Asbury Park and cities all over the world acknowledge that parking has to come with a higher pricetag, and that walking, bicycling, and alternative and mass transportation must be incentivized and supported.
Parking Is Sexy Now. Thank Donald Shoup.
In an interview, the guru of progressive parking policy reflects on his decades of research and writing, which transformed how cities look at the curb.
LAURA BLISS May 30, 2018
Thanks to Shoup and his many students, we know that cars cruising for on-street parking in American downtowns account for roughly 1,825 vehicle-miles traveled, for each curb space, every year—two-thirds the length of the country. We know that parking covers an astonishing percentage of urban land area (14 percent in housing-crunched Los Angeles county); that parking inflates the cost of housing and goods because developers fold it into property costs; and that when the city foots the bill for “free” parking, it’s a public subsidy to the affluent—non-car owning people are gifted no such real estate.

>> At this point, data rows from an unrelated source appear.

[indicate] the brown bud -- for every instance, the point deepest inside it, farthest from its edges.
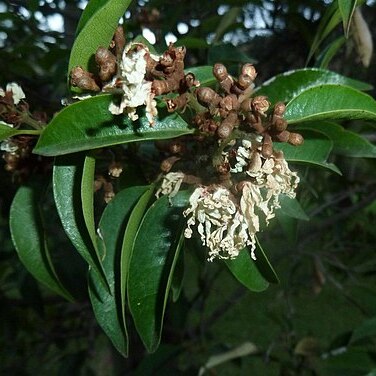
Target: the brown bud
(224, 130)
(249, 70)
(221, 74)
(106, 62)
(279, 109)
(207, 96)
(176, 147)
(260, 104)
(244, 81)
(167, 164)
(83, 79)
(279, 124)
(283, 136)
(267, 146)
(295, 139)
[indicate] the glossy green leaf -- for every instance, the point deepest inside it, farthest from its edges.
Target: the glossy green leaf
(329, 52)
(245, 271)
(87, 197)
(228, 19)
(330, 19)
(204, 74)
(286, 86)
(130, 232)
(95, 32)
(365, 330)
(6, 131)
(292, 208)
(67, 179)
(347, 8)
(107, 305)
(152, 266)
(330, 102)
(29, 238)
(88, 125)
(263, 264)
(345, 142)
(315, 150)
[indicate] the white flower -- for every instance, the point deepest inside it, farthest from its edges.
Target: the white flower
(8, 146)
(16, 90)
(222, 227)
(170, 184)
(136, 90)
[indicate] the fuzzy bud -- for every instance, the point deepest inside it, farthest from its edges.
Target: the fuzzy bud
(295, 139)
(249, 70)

The High Cost of Free Parking, Shoup’s 2005 book, is often called “revolutionary” for turning an otherwise dry academic topic into a high-stakes urban issue. In the 500-page follow-up, Parking and the City, Shoup compiles and reviews the newest research on parking’s oft-invisible effects. He also shows the way to rein them in. Through real-world case studies and research projects, Shoup makes three central recommendations for cities: eliminate planning codes that require developers to build off-street parking, charge the correct prices for on-street parking throughout the day, and spend parking meter revenue to make visible improvements on metered streets.